Dripping client is eager to get into the car and says little.
Boston College. I subcontract this visit out to my husband, reasoning that it would be better led by a Catholic, even if a lapsed one. My husband loves BC; he loves the nice students and the Doug Flutie statue. I think the client likes it, too.
Berklee College of Music. What a place--our tour is led by an aspiring country singer. Berklee has everything a musician could want plus a dozen majors--production, engineering, movie scoring. Tour guide scares me when discussing the liberal-arts requirements: "You only have to take 40 hours and maintain a 2.5 grade-point average; the rest is music all the time." John Mayer went there, Quincy Jones--amazing alums, great facilities.

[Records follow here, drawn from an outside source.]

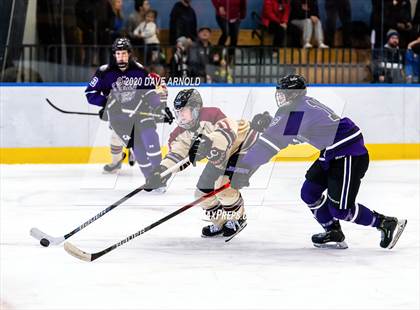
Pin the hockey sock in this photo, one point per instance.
(358, 214)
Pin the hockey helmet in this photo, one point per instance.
(188, 98)
(288, 88)
(122, 44)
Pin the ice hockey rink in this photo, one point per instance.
(271, 264)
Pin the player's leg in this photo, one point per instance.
(344, 181)
(233, 215)
(212, 207)
(312, 194)
(147, 140)
(116, 153)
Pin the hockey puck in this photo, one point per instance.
(44, 242)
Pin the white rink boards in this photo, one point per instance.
(270, 265)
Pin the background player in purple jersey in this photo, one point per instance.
(126, 93)
(342, 163)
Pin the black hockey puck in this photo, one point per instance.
(44, 242)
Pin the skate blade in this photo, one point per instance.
(212, 237)
(400, 228)
(237, 232)
(332, 245)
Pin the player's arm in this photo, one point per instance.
(266, 147)
(94, 92)
(178, 150)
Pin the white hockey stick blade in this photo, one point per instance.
(76, 252)
(38, 234)
(400, 228)
(332, 245)
(237, 232)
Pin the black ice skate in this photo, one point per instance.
(333, 238)
(233, 227)
(114, 167)
(211, 231)
(131, 158)
(388, 226)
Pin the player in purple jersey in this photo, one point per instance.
(126, 94)
(342, 163)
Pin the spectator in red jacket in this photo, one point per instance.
(275, 17)
(229, 14)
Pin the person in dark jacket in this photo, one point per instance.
(229, 14)
(275, 17)
(305, 15)
(183, 22)
(342, 8)
(388, 62)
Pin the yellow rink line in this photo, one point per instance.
(83, 155)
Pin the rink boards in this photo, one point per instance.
(33, 132)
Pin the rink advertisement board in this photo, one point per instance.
(33, 132)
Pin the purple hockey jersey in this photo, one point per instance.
(124, 84)
(309, 121)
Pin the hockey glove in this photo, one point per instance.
(261, 121)
(154, 181)
(240, 177)
(102, 115)
(200, 148)
(166, 115)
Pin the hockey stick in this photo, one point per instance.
(88, 257)
(46, 239)
(97, 114)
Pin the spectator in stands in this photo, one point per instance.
(305, 15)
(388, 62)
(397, 15)
(117, 18)
(416, 19)
(200, 53)
(183, 22)
(342, 8)
(147, 30)
(229, 14)
(93, 18)
(219, 70)
(412, 61)
(180, 61)
(135, 18)
(275, 17)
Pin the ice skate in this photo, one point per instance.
(114, 167)
(391, 229)
(160, 190)
(333, 238)
(233, 227)
(211, 231)
(131, 158)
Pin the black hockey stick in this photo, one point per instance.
(88, 257)
(69, 112)
(46, 239)
(165, 117)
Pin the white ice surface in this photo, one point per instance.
(270, 265)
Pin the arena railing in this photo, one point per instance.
(244, 64)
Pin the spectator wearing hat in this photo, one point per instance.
(275, 17)
(388, 62)
(135, 18)
(148, 31)
(397, 15)
(342, 9)
(412, 61)
(180, 60)
(305, 15)
(200, 54)
(229, 14)
(183, 22)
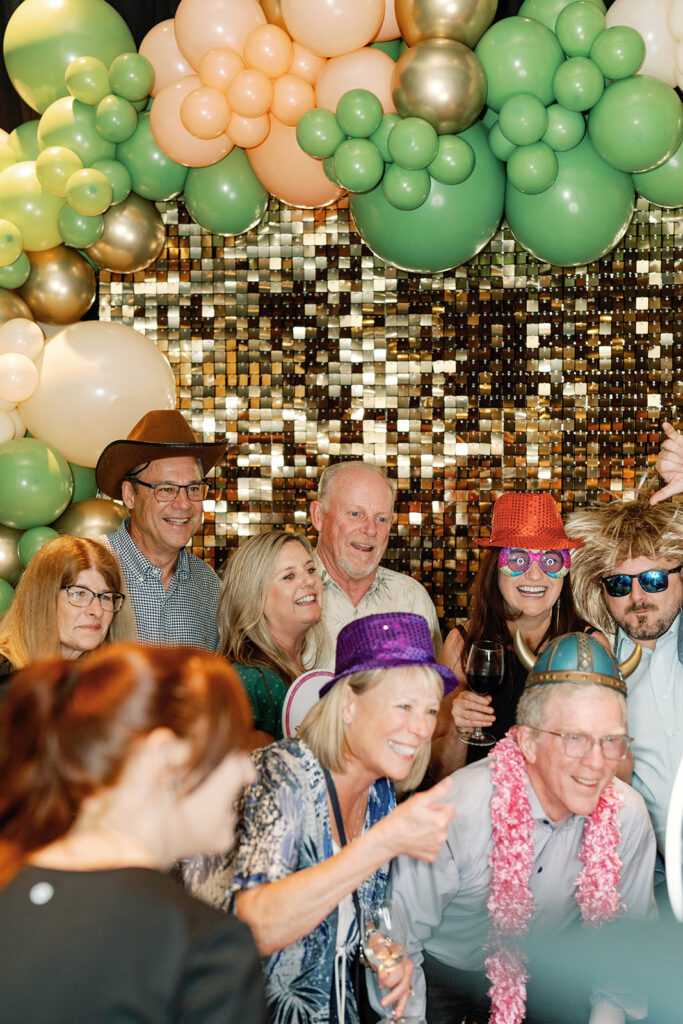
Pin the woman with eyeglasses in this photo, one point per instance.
(71, 599)
(522, 584)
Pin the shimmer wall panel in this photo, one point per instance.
(504, 374)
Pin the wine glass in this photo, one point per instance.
(484, 674)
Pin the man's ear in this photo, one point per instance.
(526, 740)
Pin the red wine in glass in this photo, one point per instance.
(484, 675)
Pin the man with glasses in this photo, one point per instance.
(544, 838)
(159, 471)
(627, 581)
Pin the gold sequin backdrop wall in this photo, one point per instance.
(504, 374)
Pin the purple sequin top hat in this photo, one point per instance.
(390, 641)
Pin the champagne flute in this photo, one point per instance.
(484, 674)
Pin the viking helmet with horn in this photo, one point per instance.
(575, 657)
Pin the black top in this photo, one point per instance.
(124, 946)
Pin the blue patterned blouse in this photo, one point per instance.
(285, 827)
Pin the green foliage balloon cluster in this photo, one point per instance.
(360, 146)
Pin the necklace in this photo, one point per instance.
(510, 902)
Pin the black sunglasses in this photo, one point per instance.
(652, 582)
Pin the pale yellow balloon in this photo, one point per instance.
(60, 287)
(96, 380)
(441, 81)
(91, 517)
(18, 377)
(132, 239)
(465, 20)
(22, 335)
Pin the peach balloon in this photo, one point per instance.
(247, 132)
(219, 66)
(205, 113)
(389, 27)
(367, 69)
(306, 65)
(333, 27)
(172, 136)
(161, 48)
(291, 97)
(200, 25)
(269, 49)
(288, 172)
(250, 93)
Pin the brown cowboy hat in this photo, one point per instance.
(163, 433)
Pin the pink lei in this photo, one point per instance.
(510, 902)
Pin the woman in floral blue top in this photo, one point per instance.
(291, 877)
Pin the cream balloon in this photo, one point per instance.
(203, 24)
(22, 335)
(18, 377)
(92, 517)
(366, 69)
(96, 380)
(133, 237)
(650, 20)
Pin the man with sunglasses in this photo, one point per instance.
(158, 472)
(627, 581)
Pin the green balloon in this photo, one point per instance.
(358, 113)
(454, 161)
(619, 51)
(33, 540)
(547, 11)
(119, 178)
(579, 84)
(565, 128)
(16, 272)
(6, 596)
(87, 79)
(54, 166)
(132, 77)
(78, 229)
(72, 124)
(578, 27)
(523, 119)
(35, 483)
(413, 143)
(10, 243)
(28, 205)
(531, 169)
(154, 174)
(581, 217)
(519, 55)
(85, 485)
(404, 188)
(637, 124)
(116, 119)
(381, 136)
(44, 36)
(225, 198)
(449, 228)
(318, 133)
(24, 140)
(358, 165)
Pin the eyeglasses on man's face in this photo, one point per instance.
(651, 581)
(82, 597)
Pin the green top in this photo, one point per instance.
(266, 690)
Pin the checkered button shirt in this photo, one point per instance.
(185, 613)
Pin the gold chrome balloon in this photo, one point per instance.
(441, 81)
(60, 287)
(91, 517)
(132, 239)
(465, 20)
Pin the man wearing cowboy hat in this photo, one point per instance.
(159, 471)
(544, 836)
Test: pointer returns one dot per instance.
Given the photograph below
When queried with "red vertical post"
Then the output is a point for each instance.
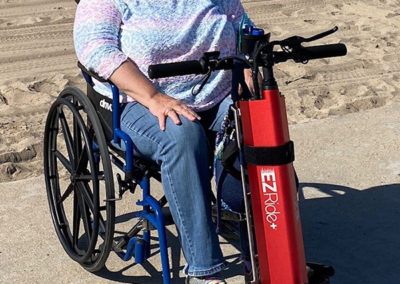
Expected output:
(273, 194)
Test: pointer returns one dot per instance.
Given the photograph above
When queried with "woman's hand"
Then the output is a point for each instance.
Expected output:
(132, 82)
(163, 106)
(248, 78)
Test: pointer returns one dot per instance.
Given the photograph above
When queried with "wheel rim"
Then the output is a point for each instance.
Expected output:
(75, 205)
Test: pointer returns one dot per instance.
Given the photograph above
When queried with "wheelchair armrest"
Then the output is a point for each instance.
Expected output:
(92, 74)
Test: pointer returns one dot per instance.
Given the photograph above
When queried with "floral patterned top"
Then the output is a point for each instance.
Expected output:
(109, 32)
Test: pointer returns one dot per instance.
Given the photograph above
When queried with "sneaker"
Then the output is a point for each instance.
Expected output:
(212, 279)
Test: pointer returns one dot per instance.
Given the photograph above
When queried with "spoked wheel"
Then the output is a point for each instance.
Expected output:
(79, 180)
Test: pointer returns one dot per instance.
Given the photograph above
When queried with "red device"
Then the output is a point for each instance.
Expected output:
(273, 192)
(266, 151)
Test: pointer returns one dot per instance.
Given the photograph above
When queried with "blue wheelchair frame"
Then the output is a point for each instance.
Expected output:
(152, 211)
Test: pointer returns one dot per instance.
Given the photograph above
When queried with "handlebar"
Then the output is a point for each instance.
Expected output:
(202, 66)
(176, 69)
(303, 54)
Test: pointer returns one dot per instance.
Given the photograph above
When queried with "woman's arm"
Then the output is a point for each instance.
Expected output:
(96, 38)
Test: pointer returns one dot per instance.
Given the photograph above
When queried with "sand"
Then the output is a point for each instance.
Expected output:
(37, 61)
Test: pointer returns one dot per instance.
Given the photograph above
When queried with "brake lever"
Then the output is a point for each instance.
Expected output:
(296, 41)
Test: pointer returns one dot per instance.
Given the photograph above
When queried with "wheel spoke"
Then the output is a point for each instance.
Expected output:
(67, 136)
(76, 221)
(88, 198)
(63, 161)
(77, 135)
(85, 214)
(83, 160)
(67, 193)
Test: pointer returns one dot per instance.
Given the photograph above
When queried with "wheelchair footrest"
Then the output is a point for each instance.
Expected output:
(319, 273)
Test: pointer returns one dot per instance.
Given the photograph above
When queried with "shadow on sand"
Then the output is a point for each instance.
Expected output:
(356, 231)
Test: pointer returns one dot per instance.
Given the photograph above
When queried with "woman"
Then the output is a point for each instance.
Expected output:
(119, 39)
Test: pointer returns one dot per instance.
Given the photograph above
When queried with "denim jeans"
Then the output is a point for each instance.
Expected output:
(183, 153)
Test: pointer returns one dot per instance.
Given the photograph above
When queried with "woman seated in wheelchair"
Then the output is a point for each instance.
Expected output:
(119, 39)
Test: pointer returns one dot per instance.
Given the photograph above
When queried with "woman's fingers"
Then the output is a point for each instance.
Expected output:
(187, 112)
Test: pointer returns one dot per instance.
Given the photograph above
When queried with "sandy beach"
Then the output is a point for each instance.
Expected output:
(344, 114)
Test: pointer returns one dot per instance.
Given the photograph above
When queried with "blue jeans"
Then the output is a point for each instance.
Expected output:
(183, 153)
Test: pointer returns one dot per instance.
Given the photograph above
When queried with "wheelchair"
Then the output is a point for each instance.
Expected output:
(83, 139)
(80, 139)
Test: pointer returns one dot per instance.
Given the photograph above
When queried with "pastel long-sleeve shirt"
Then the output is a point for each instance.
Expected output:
(109, 32)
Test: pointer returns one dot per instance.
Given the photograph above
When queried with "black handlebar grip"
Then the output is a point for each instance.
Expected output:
(175, 69)
(320, 51)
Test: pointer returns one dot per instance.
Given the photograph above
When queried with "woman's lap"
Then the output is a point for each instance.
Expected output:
(182, 151)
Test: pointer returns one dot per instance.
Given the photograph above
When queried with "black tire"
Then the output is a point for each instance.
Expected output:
(79, 179)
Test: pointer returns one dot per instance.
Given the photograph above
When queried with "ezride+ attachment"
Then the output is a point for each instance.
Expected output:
(266, 150)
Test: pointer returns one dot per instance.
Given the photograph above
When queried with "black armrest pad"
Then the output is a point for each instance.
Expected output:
(92, 74)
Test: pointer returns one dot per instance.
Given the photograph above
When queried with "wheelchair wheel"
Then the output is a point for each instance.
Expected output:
(79, 180)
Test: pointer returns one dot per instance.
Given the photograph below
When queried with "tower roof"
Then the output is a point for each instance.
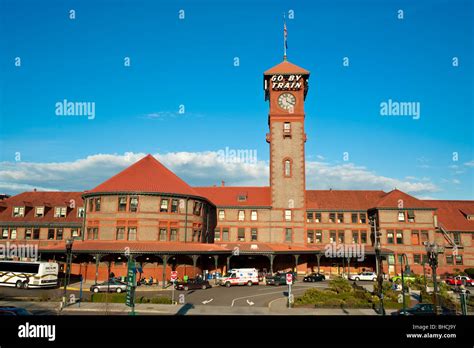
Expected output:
(146, 175)
(286, 67)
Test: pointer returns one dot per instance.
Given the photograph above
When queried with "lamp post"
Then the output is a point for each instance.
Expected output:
(433, 250)
(67, 272)
(407, 270)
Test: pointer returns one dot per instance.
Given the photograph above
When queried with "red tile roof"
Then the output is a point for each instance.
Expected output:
(286, 67)
(49, 200)
(451, 214)
(399, 199)
(228, 195)
(342, 199)
(146, 175)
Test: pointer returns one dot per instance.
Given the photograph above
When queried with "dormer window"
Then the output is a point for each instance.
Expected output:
(60, 212)
(39, 212)
(18, 211)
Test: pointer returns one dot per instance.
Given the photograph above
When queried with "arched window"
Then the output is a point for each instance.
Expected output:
(287, 167)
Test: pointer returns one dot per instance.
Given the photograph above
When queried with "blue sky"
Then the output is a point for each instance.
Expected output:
(190, 62)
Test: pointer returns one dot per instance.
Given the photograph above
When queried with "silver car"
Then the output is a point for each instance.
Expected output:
(109, 285)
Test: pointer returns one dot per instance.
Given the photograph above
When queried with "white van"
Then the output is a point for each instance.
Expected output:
(240, 276)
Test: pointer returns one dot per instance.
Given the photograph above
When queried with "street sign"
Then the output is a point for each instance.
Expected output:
(174, 275)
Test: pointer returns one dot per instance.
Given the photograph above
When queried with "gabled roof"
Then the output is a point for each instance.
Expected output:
(286, 67)
(46, 199)
(146, 175)
(452, 214)
(399, 199)
(342, 199)
(228, 195)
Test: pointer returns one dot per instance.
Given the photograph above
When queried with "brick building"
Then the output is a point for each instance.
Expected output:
(148, 213)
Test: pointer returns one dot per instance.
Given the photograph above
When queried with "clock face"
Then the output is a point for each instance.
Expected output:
(287, 101)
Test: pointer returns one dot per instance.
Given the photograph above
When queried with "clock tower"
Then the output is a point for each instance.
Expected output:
(286, 86)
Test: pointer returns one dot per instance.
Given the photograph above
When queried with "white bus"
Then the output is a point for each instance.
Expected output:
(24, 275)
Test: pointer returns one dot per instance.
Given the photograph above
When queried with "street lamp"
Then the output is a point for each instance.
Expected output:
(404, 270)
(67, 273)
(433, 250)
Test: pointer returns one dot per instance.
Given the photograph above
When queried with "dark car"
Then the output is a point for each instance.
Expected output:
(314, 277)
(424, 309)
(13, 311)
(279, 278)
(193, 284)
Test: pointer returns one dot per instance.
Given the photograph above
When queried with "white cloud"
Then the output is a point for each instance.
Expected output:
(197, 169)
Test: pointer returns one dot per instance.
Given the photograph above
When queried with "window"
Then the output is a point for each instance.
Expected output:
(164, 206)
(18, 211)
(60, 212)
(241, 234)
(415, 237)
(317, 217)
(173, 234)
(288, 235)
(39, 212)
(253, 234)
(197, 208)
(132, 233)
(253, 215)
(174, 205)
(59, 234)
(399, 237)
(221, 215)
(133, 204)
(363, 237)
(449, 259)
(122, 203)
(340, 236)
(217, 234)
(163, 232)
(225, 234)
(318, 237)
(354, 218)
(417, 259)
(401, 216)
(390, 239)
(120, 233)
(355, 237)
(287, 168)
(97, 204)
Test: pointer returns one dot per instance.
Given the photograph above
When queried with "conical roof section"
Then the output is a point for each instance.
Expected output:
(146, 175)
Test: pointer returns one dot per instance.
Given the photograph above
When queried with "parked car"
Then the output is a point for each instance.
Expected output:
(314, 277)
(112, 285)
(13, 311)
(424, 309)
(459, 280)
(279, 278)
(193, 284)
(364, 276)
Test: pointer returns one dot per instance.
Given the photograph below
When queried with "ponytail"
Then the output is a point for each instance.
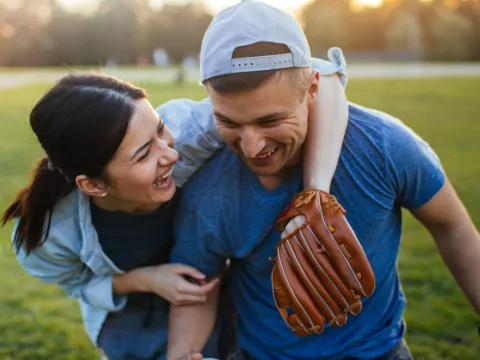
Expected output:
(35, 203)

Serves as a valuable field trip for a musician, kind of like going to Graceland.
Client feels underqualified but intrigued.
Boston University. School is urban, but there is a patch of greenery, the "BU beach" along the Charles River. Lots of Emmys and Oscars in the library. The tour guide is a ditzy pre-med whom both client and I agree we wouldn't want to see at our hospital bedside anytime soon. Off to the music department. Once again client seems daunted by the audition process, though impressed by the high-tech practice rooms.
While in Boston, client shows superior mastery of the public-transportation system and seems quite comfortable in the city.
Connecticut College. The fifth day of spring break and the weather is finally perfect. The sun is out; the campus looks like something from central casting--free private music lessons for all! Friendly students, everyone out on the lawn, an arboretum on the grounds, sledding on cafeteria trays. It's Connecticut College, for God's sake--no SATs required. Not a single strike against this visit.
Client says: "There was something off about that place."